Selection of a ready target audience

The target audience are young speeding drivers. By selecting the young drivers, the Pinkie Campaign was able to get a readily available audience that was willing to listen and agree with the message that was being delivered by the campaign. The selection of a target audience depends solely on the message that is to be delivered thus very important in the determination of the success of the campaign.

Promotion of one change at a time

During the entire campaign, the Pinkie Campaign has been promoting one change at a time, as this will allow the drivers to understand fully the message that this being delivered during every change. It is important for the drivers to understand the message as this is the key factor in the determination of the maintenance level of the new behaviour.

Identificationand Removal of behavioural barriers

The Pinkie Campaign was able to understand and eliminate the barriers that might hinder the change into new behaviours by the young speedy drivers. Some of the barriers that were identified include stigmatization from other young drivers where these young drivers are criticized because of having to drive at moderate speeds. Another barrier was time where most of the young drivers complained of lack of enough time, thus having to drive in a hurry. They were therefore taught about time management.

Bringing in real benefits

The Pinkie Campaign showed the young drivers the benefits of having to drive at moderate speeds, which include a reduction in the losses that were experienced by the government and reduction in the number of lives that were lost due to speedy driving.

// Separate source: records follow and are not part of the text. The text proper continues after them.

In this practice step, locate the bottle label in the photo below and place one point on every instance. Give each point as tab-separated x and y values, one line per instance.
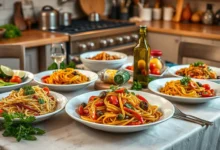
109	76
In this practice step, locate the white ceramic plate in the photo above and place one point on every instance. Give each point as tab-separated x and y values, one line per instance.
165	106
98	65
155	86
28	78
68	87
153	75
172	71
61	102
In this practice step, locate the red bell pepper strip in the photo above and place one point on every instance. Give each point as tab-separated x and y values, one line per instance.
134	123
141	98
136	115
121	90
99	104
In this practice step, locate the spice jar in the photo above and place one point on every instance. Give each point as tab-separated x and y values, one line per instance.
112	76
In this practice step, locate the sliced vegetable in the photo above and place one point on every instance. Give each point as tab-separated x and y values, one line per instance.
141	98
113	100
136	115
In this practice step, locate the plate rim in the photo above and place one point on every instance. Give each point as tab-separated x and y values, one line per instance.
117	126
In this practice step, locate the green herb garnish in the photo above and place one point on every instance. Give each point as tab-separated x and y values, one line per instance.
41	101
28	90
136	86
185	80
129	106
21	129
199	63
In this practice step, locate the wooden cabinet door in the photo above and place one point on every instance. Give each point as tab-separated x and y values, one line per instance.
168	44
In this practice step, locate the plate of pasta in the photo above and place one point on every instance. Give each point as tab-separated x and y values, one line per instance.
32	101
119	110
68	79
185	90
197	70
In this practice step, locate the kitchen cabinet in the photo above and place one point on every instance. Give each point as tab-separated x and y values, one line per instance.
168	44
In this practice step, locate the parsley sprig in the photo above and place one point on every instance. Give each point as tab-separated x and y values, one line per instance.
185	80
21	129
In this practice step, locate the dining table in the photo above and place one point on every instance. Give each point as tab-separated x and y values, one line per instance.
64	133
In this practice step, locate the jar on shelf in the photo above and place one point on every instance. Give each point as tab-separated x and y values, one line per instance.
156	63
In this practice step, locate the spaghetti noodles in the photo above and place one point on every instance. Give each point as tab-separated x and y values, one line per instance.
31	101
198	70
65	76
187	88
119	107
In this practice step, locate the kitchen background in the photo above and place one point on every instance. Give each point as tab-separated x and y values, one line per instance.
6	7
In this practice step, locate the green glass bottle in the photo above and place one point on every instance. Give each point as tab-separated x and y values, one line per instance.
142	58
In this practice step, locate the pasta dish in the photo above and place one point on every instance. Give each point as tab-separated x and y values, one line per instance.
187	88
119	107
104	56
65	76
197	70
29	100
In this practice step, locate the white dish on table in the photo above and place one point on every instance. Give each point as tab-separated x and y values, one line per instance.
66	87
164	105
153	75
98	65
155	86
174	69
27	79
61	102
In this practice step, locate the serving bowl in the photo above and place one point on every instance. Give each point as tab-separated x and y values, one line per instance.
61	102
98	65
172	71
28	78
155	86
164	105
65	87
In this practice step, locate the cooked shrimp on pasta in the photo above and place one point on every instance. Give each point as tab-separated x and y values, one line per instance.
65	76
187	88
198	70
119	107
29	100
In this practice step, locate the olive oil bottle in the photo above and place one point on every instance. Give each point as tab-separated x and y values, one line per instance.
142	58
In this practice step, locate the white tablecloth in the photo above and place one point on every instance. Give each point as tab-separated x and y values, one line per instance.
64	133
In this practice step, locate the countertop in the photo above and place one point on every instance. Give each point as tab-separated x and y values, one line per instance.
184	29
34	38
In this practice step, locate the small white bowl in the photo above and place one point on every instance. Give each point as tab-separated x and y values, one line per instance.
61	102
98	65
164	105
155	86
66	87
28	78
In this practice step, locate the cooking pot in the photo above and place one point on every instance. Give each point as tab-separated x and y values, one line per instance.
49	18
66	19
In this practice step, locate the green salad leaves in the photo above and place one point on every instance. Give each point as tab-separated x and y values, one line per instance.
21	129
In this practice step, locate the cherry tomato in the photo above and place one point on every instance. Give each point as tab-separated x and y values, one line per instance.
206	86
156	71
16	79
152	66
46	89
1	111
121	90
192	84
92	98
113	100
130	67
80	110
207	94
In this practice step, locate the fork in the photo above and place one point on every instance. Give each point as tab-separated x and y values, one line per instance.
182	115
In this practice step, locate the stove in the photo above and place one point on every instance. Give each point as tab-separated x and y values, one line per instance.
104	35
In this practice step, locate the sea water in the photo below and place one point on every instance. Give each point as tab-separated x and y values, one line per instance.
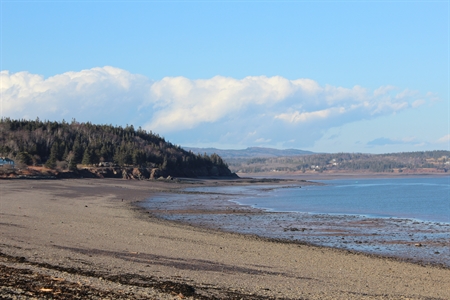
426	199
408	218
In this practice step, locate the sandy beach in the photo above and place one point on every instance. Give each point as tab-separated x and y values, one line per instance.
87	239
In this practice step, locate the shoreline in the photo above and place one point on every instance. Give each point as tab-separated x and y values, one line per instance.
88	235
356	233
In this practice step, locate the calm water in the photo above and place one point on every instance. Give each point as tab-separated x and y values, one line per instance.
426	199
407	218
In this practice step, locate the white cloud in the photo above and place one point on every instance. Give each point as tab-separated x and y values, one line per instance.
444	139
272	109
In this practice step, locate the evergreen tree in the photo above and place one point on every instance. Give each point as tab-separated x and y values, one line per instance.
51	161
87	157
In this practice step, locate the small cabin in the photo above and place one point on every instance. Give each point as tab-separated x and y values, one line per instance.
6	161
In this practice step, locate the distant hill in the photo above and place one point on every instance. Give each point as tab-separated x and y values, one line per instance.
73	146
250	152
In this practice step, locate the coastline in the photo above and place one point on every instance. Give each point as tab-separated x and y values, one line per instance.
90	233
418	241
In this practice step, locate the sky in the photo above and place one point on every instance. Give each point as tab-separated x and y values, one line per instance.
323	76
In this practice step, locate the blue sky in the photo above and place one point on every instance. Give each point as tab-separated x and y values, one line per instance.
325	76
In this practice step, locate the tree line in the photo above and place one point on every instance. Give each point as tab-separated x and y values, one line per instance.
344	161
65	145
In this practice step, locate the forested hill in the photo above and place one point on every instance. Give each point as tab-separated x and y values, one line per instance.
66	146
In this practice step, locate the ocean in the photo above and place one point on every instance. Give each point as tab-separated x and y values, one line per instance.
424	199
406	218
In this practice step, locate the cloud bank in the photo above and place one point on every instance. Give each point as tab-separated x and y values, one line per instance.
249	111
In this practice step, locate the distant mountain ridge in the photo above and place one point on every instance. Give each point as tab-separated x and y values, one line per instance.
250	152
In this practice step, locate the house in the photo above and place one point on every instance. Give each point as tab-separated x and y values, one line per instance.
6	161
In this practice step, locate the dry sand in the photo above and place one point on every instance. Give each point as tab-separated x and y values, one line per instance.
89	233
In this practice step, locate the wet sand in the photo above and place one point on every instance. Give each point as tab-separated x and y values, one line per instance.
405	239
91	234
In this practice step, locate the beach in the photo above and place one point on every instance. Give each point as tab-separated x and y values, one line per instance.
89	236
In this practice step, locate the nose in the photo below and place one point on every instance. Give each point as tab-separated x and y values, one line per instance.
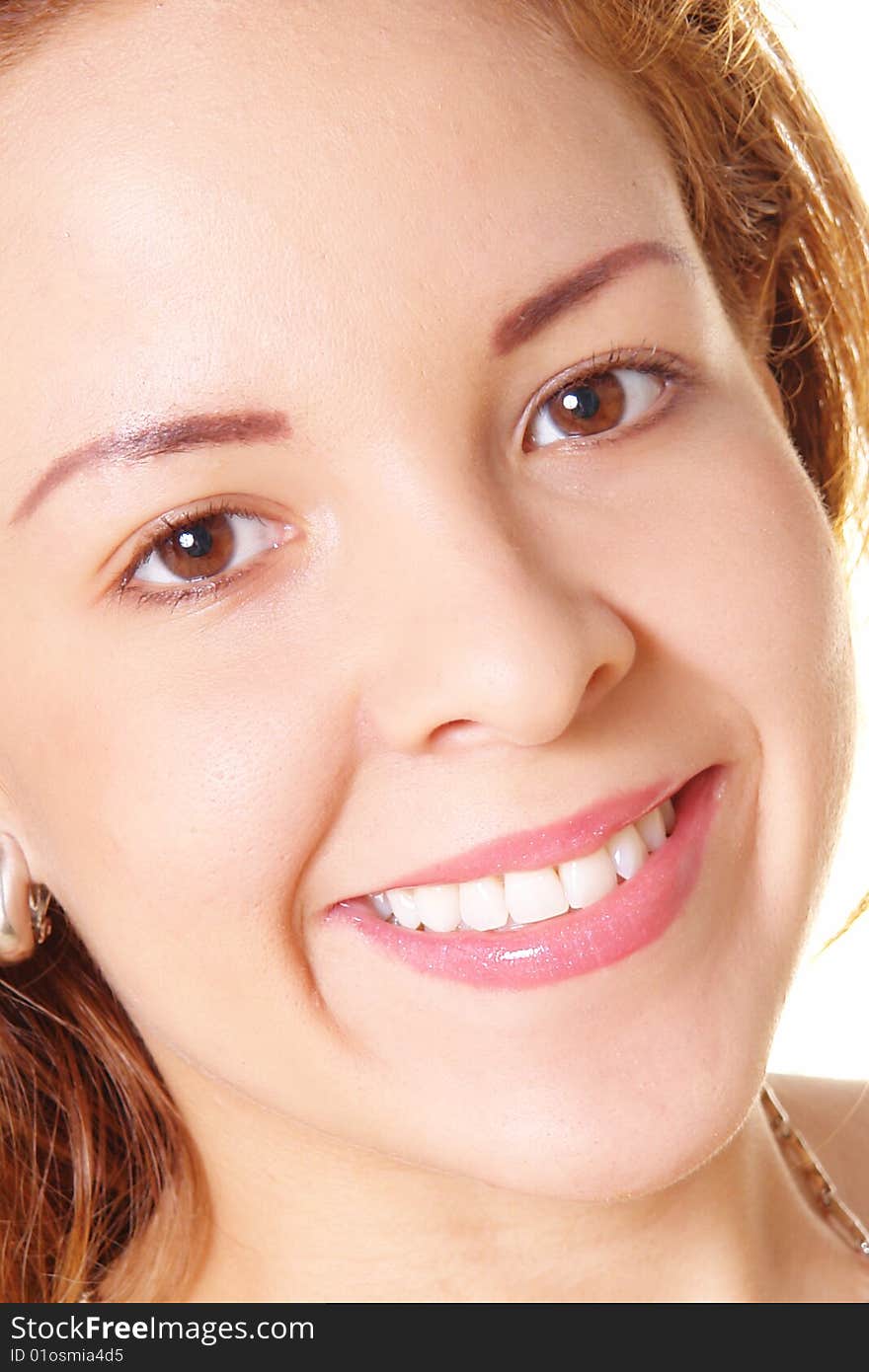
477	634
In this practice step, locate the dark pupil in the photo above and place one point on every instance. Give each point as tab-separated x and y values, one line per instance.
196	539
581	402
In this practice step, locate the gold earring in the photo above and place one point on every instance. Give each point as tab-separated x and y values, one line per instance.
24	904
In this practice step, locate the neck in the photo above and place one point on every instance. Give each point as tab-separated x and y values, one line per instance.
302	1216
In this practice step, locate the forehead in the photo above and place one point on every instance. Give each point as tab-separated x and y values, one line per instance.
190	193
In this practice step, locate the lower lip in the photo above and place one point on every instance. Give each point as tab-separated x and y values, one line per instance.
583	940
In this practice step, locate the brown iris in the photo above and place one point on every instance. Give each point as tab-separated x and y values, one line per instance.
590	407
200	548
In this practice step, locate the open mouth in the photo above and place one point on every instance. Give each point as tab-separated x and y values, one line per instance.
628	890
514	899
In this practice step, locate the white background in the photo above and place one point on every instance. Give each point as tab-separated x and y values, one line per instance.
826	1026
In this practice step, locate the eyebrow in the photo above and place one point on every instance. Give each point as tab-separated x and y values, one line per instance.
157	438
523	321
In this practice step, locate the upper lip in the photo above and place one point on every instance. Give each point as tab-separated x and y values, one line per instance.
527	850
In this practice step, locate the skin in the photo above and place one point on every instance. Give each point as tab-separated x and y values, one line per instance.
463	640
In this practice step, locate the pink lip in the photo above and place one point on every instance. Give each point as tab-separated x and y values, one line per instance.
531	848
581	940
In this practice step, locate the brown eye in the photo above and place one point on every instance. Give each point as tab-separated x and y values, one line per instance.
204	546
199	549
593	405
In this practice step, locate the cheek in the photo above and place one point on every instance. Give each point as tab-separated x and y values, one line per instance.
758	614
178	813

Highlighting costs of competition

The Pinkie Campaign highlighted the effects of having to compete while driving, which is one of the main reasons that have led to a crop up of speeding drivers. The campaign discouraged the spirit of competition among the young drivers considering that this may cause accidents when driving (Brennan & Binney 2010).

References

Bandura, A & Driskell, M 2007, ‘ Self-Efficacy: Toward a Unified Theory of Behaviour Change’, Psychological Review, vol. 84 no. 1, pp. 191-215.

Brennan, L & Binney, W 2010, ‘ Fear, Guilt and Shame Appeals in Social Marketing’, Journal of Business Research, vol. 63, no. 2, pp. 140-146.
Janz, N & Becker, M 2004, ‘ The Health Belief Model: A Decade Later’, Health Education & Behaviour, vol. 11 no. 1, pp. 1-47.
Johnson, S & Zwick, W 2006, ‘ Efficacy of a trans-theoretical model-based expert system for antihypertensive adherence’, Disease Management, vol. 9 no. 1, pp. 291-301.
Prochaska, J & Velicer, W 2001, ‘ Evaluating a population-based recruitment approach and a stage-based expert system intervention for smoking cessation’, Addictive Behaviours, vol. 26 no. 1, pp. 583-602.

Rosenstock, I 2006, ‘ Why people use health services’, Milbank Memorial Fund Quarterly, vol. 44 no. 3, pp. 94–127.

Strecher, V & Becker, M 2008, ‘ Social Learning Theory and the Health Belief Model’, Health Education & Behaviour, vol. 15 no. 2, pp. 175–183.
Tay, R 2002, ‘ Exploring the effects of a road safety campaign on the perceptions and intentions of the target and non-target audiences to drink and drive’, Traffic Injury Prevention, vol. 3 no. 3, pp. 195-200.